Newly released documents reveal that a Republican operative, who had pushed the idea of adding a citizenship question with the Trump administration to create a political advantage for "Republicans and non-Hispanic whites," helped ghostwrite a draft of the Justice Department's request in 2017. This is clearly not the intended goal of the Voting Rights Act and would be a historic scar on the national portrait.

The decision was not simply predicated on a disingenuous rationale. It rejected the analysis of longstanding career employees at the Census Bureau and relied instead on the experience of Nielsen, a company that later disclaimed Ross' representation of its position and submitted a brief asking the Supreme Court to remove the question. At the Supreme Court oral argument, Justice Elena Kagan noted that to the extent there was a justification for the decision, most of the logic was supplied by Justice Department lawyers months after the secretary announced his decision.

This is not how federal agencies are supposed to act.

Different administrations have different policy priorities, and their ability to make them real is not only permissible but healthy. Elections can and should have consequences.

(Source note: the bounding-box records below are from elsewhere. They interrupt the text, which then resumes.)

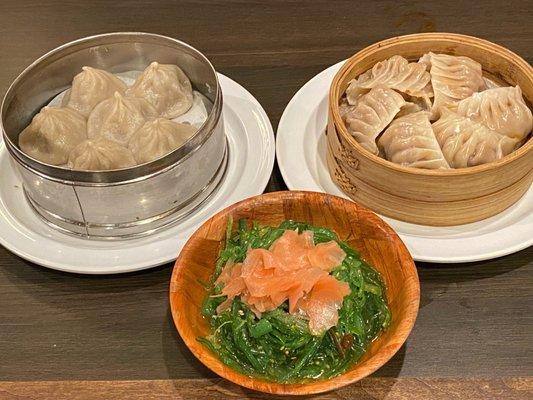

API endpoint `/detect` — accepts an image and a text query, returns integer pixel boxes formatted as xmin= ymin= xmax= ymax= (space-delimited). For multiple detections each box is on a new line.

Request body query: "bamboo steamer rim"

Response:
xmin=328 ymin=32 xmax=533 ymax=176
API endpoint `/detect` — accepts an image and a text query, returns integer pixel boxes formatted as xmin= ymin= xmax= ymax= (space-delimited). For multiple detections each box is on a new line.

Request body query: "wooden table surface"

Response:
xmin=0 ymin=0 xmax=533 ymax=399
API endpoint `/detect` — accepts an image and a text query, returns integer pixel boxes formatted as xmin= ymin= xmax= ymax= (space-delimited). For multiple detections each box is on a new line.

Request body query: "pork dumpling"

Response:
xmin=19 ymin=107 xmax=87 ymax=165
xmin=127 ymin=62 xmax=193 ymax=119
xmin=433 ymin=109 xmax=518 ymax=168
xmin=87 ymin=92 xmax=157 ymax=146
xmin=62 ymin=67 xmax=126 ymax=118
xmin=457 ymin=86 xmax=533 ymax=141
xmin=68 ymin=138 xmax=136 ymax=171
xmin=341 ymin=87 xmax=405 ymax=154
xmin=419 ymin=53 xmax=485 ymax=120
xmin=378 ymin=111 xmax=450 ymax=169
xmin=128 ymin=118 xmax=197 ymax=164
xmin=346 ymin=56 xmax=433 ymax=105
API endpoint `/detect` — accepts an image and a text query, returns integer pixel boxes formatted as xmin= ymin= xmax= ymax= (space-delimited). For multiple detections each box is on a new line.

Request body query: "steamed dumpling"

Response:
xmin=128 ymin=62 xmax=193 ymax=119
xmin=341 ymin=87 xmax=405 ymax=154
xmin=346 ymin=56 xmax=433 ymax=105
xmin=433 ymin=109 xmax=517 ymax=168
xmin=457 ymin=86 xmax=533 ymax=141
xmin=62 ymin=67 xmax=126 ymax=118
xmin=87 ymin=92 xmax=157 ymax=146
xmin=68 ymin=138 xmax=136 ymax=171
xmin=128 ymin=118 xmax=197 ymax=164
xmin=19 ymin=107 xmax=87 ymax=165
xmin=378 ymin=111 xmax=450 ymax=169
xmin=419 ymin=53 xmax=485 ymax=119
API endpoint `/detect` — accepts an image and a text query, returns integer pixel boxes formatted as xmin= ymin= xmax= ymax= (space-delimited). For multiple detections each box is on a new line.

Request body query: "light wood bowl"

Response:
xmin=327 ymin=33 xmax=533 ymax=226
xmin=170 ymin=192 xmax=420 ymax=395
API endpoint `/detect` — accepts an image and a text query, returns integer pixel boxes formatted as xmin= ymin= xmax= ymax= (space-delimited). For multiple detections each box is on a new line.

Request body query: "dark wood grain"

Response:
xmin=0 ymin=0 xmax=533 ymax=399
xmin=0 ymin=377 xmax=533 ymax=400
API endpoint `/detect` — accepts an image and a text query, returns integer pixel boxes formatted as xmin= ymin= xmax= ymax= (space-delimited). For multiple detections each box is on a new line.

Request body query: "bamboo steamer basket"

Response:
xmin=326 ymin=33 xmax=533 ymax=226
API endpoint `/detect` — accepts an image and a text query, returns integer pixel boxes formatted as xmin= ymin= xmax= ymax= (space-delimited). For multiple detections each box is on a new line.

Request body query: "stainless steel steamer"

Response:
xmin=1 ymin=32 xmax=227 ymax=239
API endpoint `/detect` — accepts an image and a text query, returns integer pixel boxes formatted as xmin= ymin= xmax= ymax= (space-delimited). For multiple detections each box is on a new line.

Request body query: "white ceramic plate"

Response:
xmin=276 ymin=61 xmax=533 ymax=263
xmin=0 ymin=74 xmax=275 ymax=274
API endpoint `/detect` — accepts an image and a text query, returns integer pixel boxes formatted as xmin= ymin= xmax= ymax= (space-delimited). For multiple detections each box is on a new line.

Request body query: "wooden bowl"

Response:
xmin=170 ymin=192 xmax=420 ymax=395
xmin=327 ymin=33 xmax=533 ymax=226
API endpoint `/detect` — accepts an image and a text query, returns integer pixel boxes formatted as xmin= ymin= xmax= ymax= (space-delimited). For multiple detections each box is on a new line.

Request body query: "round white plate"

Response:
xmin=276 ymin=61 xmax=533 ymax=263
xmin=0 ymin=74 xmax=275 ymax=274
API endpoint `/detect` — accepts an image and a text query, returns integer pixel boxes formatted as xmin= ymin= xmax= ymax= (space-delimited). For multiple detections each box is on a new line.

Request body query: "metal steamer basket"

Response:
xmin=1 ymin=33 xmax=227 ymax=239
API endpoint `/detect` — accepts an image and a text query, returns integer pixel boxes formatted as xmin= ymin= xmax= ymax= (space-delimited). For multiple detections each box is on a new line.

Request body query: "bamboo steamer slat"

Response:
xmin=327 ymin=33 xmax=533 ymax=226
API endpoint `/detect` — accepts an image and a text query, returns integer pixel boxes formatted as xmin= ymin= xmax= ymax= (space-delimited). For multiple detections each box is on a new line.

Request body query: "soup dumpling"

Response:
xmin=457 ymin=86 xmax=533 ymax=141
xmin=433 ymin=108 xmax=518 ymax=168
xmin=62 ymin=67 xmax=126 ymax=118
xmin=340 ymin=87 xmax=406 ymax=154
xmin=378 ymin=111 xmax=450 ymax=169
xmin=68 ymin=137 xmax=136 ymax=171
xmin=87 ymin=92 xmax=157 ymax=146
xmin=346 ymin=56 xmax=433 ymax=105
xmin=19 ymin=106 xmax=87 ymax=165
xmin=128 ymin=118 xmax=197 ymax=164
xmin=419 ymin=53 xmax=485 ymax=120
xmin=127 ymin=62 xmax=193 ymax=119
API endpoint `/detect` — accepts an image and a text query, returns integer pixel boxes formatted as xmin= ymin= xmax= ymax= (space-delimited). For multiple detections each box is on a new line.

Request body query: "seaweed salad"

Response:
xmin=198 ymin=220 xmax=391 ymax=383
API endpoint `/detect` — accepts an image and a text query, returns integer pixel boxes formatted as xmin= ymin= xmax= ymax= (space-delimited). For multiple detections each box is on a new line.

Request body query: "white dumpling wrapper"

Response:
xmin=340 ymin=87 xmax=406 ymax=154
xmin=378 ymin=111 xmax=450 ymax=169
xmin=346 ymin=56 xmax=433 ymax=105
xmin=433 ymin=108 xmax=518 ymax=168
xmin=61 ymin=67 xmax=127 ymax=118
xmin=18 ymin=106 xmax=87 ymax=165
xmin=419 ymin=52 xmax=485 ymax=120
xmin=127 ymin=62 xmax=193 ymax=119
xmin=67 ymin=138 xmax=136 ymax=171
xmin=128 ymin=118 xmax=197 ymax=164
xmin=457 ymin=86 xmax=533 ymax=141
xmin=87 ymin=92 xmax=157 ymax=146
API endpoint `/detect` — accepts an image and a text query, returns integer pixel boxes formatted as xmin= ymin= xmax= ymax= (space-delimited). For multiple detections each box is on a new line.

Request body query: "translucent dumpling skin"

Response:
xmin=127 ymin=62 xmax=193 ymax=119
xmin=346 ymin=56 xmax=433 ymax=105
xmin=457 ymin=86 xmax=533 ymax=141
xmin=340 ymin=87 xmax=406 ymax=154
xmin=419 ymin=53 xmax=485 ymax=119
xmin=128 ymin=118 xmax=196 ymax=164
xmin=87 ymin=92 xmax=157 ymax=146
xmin=433 ymin=109 xmax=518 ymax=168
xmin=19 ymin=107 xmax=87 ymax=165
xmin=68 ymin=138 xmax=136 ymax=171
xmin=378 ymin=111 xmax=450 ymax=169
xmin=62 ymin=67 xmax=126 ymax=118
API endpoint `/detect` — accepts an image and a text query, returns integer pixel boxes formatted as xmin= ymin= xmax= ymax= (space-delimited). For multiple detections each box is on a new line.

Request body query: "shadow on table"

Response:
xmin=161 ymin=308 xmax=217 ymax=379
xmin=3 ymin=254 xmax=171 ymax=294
xmin=416 ymin=247 xmax=533 ymax=308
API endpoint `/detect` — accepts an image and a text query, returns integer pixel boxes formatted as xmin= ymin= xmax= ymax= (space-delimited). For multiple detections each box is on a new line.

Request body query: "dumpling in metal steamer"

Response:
xmin=378 ymin=111 xmax=450 ymax=169
xmin=128 ymin=118 xmax=197 ymax=164
xmin=61 ymin=67 xmax=126 ymax=118
xmin=340 ymin=87 xmax=406 ymax=154
xmin=346 ymin=56 xmax=433 ymax=105
xmin=419 ymin=52 xmax=485 ymax=120
xmin=433 ymin=108 xmax=518 ymax=168
xmin=68 ymin=138 xmax=136 ymax=171
xmin=127 ymin=62 xmax=193 ymax=119
xmin=457 ymin=86 xmax=533 ymax=141
xmin=87 ymin=92 xmax=157 ymax=146
xmin=18 ymin=107 xmax=87 ymax=165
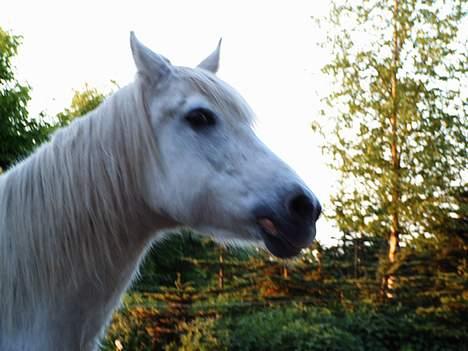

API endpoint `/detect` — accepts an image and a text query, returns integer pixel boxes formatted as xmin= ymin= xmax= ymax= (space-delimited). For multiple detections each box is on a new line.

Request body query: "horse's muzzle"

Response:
xmin=254 ymin=190 xmax=321 ymax=258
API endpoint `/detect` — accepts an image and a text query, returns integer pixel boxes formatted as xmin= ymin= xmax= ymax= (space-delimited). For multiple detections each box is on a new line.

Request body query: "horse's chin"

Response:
xmin=262 ymin=232 xmax=301 ymax=258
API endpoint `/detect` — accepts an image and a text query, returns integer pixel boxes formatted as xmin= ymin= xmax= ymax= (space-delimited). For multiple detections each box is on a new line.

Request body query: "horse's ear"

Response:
xmin=130 ymin=31 xmax=172 ymax=81
xmin=198 ymin=39 xmax=222 ymax=73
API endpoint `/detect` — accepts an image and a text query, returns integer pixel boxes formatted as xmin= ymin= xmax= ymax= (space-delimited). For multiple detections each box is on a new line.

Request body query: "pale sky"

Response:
xmin=0 ymin=0 xmax=336 ymax=243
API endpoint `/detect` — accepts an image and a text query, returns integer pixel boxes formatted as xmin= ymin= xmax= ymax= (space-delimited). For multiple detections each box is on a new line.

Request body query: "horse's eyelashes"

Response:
xmin=185 ymin=108 xmax=216 ymax=129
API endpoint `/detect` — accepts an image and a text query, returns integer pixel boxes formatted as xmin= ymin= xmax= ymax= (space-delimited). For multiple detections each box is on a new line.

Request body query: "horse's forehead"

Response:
xmin=176 ymin=68 xmax=254 ymax=124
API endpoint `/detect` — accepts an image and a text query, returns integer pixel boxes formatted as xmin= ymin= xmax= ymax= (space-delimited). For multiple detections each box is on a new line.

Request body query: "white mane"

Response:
xmin=0 ymin=84 xmax=161 ymax=350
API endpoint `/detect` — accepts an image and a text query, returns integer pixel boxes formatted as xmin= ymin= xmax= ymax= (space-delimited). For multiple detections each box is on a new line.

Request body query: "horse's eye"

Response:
xmin=185 ymin=108 xmax=216 ymax=129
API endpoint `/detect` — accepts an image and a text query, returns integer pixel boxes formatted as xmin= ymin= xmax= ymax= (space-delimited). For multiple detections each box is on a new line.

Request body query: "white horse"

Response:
xmin=0 ymin=33 xmax=320 ymax=351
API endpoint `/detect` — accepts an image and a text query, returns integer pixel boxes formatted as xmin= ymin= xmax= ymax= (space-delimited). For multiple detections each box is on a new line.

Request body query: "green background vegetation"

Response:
xmin=0 ymin=0 xmax=468 ymax=350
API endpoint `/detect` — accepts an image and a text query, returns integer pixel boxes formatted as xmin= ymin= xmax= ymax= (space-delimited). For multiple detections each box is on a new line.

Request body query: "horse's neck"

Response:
xmin=0 ymin=84 xmax=175 ymax=348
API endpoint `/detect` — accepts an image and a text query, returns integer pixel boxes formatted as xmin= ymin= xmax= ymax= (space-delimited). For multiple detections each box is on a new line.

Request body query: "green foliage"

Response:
xmin=217 ymin=307 xmax=362 ymax=351
xmin=0 ymin=27 xmax=50 ymax=171
xmin=322 ymin=0 xmax=468 ymax=240
xmin=57 ymin=85 xmax=107 ymax=127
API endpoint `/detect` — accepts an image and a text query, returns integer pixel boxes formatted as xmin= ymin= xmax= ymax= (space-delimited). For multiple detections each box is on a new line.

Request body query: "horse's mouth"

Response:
xmin=257 ymin=218 xmax=302 ymax=258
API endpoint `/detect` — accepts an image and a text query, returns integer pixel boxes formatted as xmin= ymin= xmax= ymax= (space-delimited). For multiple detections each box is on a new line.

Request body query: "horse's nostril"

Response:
xmin=287 ymin=194 xmax=321 ymax=220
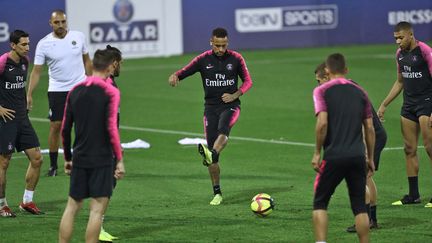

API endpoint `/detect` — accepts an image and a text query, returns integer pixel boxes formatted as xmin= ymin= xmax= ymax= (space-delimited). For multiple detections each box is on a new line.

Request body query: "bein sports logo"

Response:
xmin=90 ymin=0 xmax=159 ymax=44
xmin=235 ymin=4 xmax=338 ymax=32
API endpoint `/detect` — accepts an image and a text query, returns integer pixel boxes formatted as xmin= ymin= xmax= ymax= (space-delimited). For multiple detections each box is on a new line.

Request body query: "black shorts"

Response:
xmin=0 ymin=117 xmax=40 ymax=154
xmin=69 ymin=165 xmax=114 ymax=201
xmin=401 ymin=99 xmax=432 ymax=123
xmin=374 ymin=131 xmax=387 ymax=171
xmin=313 ymin=157 xmax=366 ymax=215
xmin=48 ymin=92 xmax=69 ymax=121
xmin=204 ymin=105 xmax=240 ymax=149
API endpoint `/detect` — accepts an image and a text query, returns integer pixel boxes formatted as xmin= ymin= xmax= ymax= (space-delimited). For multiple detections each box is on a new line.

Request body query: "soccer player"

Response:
xmin=168 ymin=28 xmax=252 ymax=205
xmin=27 ymin=10 xmax=91 ymax=176
xmin=59 ymin=50 xmax=125 ymax=242
xmin=315 ymin=63 xmax=387 ymax=233
xmin=99 ymin=45 xmax=123 ymax=242
xmin=378 ymin=22 xmax=432 ymax=208
xmin=0 ymin=30 xmax=42 ymax=217
xmin=312 ymin=53 xmax=375 ymax=243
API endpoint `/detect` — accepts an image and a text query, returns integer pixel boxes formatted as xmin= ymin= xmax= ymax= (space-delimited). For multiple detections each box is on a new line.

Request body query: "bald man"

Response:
xmin=27 ymin=10 xmax=92 ymax=176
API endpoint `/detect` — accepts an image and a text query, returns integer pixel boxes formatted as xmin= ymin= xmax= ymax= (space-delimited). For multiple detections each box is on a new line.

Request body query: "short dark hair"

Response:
xmin=315 ymin=62 xmax=326 ymax=78
xmin=93 ymin=49 xmax=114 ymax=71
xmin=51 ymin=9 xmax=66 ymax=15
xmin=106 ymin=45 xmax=122 ymax=62
xmin=212 ymin=27 xmax=228 ymax=38
xmin=326 ymin=53 xmax=346 ymax=74
xmin=9 ymin=30 xmax=29 ymax=44
xmin=394 ymin=21 xmax=413 ymax=32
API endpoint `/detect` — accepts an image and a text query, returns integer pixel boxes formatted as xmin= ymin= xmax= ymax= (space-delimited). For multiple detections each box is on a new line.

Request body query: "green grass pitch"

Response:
xmin=0 ymin=42 xmax=432 ymax=243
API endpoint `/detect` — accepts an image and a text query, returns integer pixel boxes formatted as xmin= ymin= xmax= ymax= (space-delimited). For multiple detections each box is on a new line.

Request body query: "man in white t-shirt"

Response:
xmin=27 ymin=10 xmax=92 ymax=176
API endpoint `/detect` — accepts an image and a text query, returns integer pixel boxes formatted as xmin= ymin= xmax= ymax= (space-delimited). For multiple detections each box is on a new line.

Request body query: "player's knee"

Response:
xmin=423 ymin=141 xmax=432 ymax=157
xmin=404 ymin=144 xmax=417 ymax=157
xmin=0 ymin=155 xmax=11 ymax=170
xmin=50 ymin=121 xmax=61 ymax=133
xmin=30 ymin=153 xmax=43 ymax=168
xmin=351 ymin=203 xmax=367 ymax=216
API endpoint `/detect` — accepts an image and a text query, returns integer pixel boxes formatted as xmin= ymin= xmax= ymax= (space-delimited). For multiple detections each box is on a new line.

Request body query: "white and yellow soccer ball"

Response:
xmin=251 ymin=193 xmax=275 ymax=217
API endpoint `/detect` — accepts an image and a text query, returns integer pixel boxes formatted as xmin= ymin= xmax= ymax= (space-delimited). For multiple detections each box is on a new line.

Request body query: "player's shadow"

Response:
xmin=380 ymin=217 xmax=432 ymax=230
xmin=123 ymin=172 xmax=286 ymax=181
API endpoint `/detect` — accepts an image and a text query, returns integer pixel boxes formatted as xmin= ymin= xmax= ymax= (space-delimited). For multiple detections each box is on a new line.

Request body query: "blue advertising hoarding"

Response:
xmin=0 ymin=0 xmax=65 ymax=58
xmin=182 ymin=0 xmax=432 ymax=52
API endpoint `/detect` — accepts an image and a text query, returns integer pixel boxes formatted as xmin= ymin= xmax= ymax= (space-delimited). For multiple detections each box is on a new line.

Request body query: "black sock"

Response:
xmin=50 ymin=152 xmax=58 ymax=169
xmin=408 ymin=176 xmax=420 ymax=199
xmin=211 ymin=149 xmax=219 ymax=163
xmin=213 ymin=185 xmax=222 ymax=195
xmin=370 ymin=205 xmax=378 ymax=222
xmin=366 ymin=203 xmax=370 ymax=220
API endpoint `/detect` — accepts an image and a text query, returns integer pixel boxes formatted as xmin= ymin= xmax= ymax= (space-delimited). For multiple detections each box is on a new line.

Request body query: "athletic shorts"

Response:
xmin=0 ymin=117 xmax=40 ymax=154
xmin=204 ymin=105 xmax=240 ymax=149
xmin=313 ymin=157 xmax=366 ymax=215
xmin=401 ymin=100 xmax=432 ymax=123
xmin=48 ymin=92 xmax=68 ymax=121
xmin=69 ymin=166 xmax=114 ymax=201
xmin=374 ymin=131 xmax=387 ymax=171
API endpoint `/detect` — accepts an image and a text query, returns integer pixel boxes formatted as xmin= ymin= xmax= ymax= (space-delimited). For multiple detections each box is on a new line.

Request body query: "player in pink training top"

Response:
xmin=312 ymin=53 xmax=375 ymax=243
xmin=0 ymin=30 xmax=42 ymax=217
xmin=59 ymin=50 xmax=125 ymax=242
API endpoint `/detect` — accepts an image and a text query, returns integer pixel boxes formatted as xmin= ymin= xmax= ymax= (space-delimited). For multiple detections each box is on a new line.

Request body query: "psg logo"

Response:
xmin=113 ymin=0 xmax=134 ymax=23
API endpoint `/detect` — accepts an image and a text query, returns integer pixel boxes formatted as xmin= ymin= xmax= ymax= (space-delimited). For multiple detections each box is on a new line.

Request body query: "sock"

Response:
xmin=0 ymin=198 xmax=7 ymax=208
xmin=408 ymin=176 xmax=420 ymax=199
xmin=213 ymin=185 xmax=222 ymax=195
xmin=23 ymin=189 xmax=34 ymax=203
xmin=211 ymin=149 xmax=219 ymax=163
xmin=370 ymin=205 xmax=378 ymax=222
xmin=366 ymin=203 xmax=370 ymax=220
xmin=50 ymin=152 xmax=58 ymax=169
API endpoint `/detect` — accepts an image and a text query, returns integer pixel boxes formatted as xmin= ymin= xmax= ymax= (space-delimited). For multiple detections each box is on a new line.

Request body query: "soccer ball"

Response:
xmin=251 ymin=193 xmax=275 ymax=217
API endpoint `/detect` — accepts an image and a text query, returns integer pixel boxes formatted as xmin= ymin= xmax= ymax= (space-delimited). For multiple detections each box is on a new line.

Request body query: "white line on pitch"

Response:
xmin=30 ymin=117 xmax=408 ymax=150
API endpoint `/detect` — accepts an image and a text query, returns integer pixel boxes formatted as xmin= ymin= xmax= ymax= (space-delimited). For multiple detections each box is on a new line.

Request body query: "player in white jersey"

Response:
xmin=27 ymin=10 xmax=92 ymax=176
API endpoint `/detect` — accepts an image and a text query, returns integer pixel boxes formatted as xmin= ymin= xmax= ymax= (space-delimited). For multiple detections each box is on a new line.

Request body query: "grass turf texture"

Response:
xmin=0 ymin=42 xmax=432 ymax=242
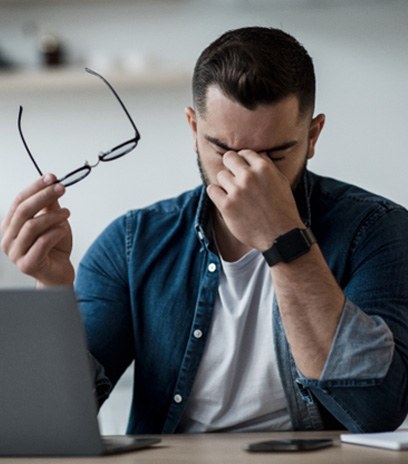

But there are guardrails. Beyond arenas constitutionally reserved to the president (not the case here), the policymaking authority of executive agencies depends on their experience and expertise, delivered within the parameters that Congress has provided.

Congress requires that agencies give real reasons and rely on real facts. The requirement that agencies not take action that is "arbitrary and capricious" leaves plenty of room for legitimate executive discretion. But it also ensures that agencies stay grounded. Permission to indulge pretext and raw political preference can be too easily manipulated, by liberal administrations no less than conservative ones.

In this case, the administration's reasons are invented, not real, and it is relying on a series of fictions, not facts. This should not be the basis of such a consequential decision.

In a polarized climate of fear, more realistic evidence (including the Census Bureau's own research) suggests that a citizenship question would lead to a nearly 6% decline in self-response rates among noncitizen and Hispanic households.

The census, mandated by the Constitution, is how we know who we are and is the basis for our informational structure. Its results are the basis for allocating billions of dollars of funding and representation for federal, state and local office. And every person in the United States must live with the results for the next 10 years. Its success in 2020 and beyond now sits with the Supreme Court.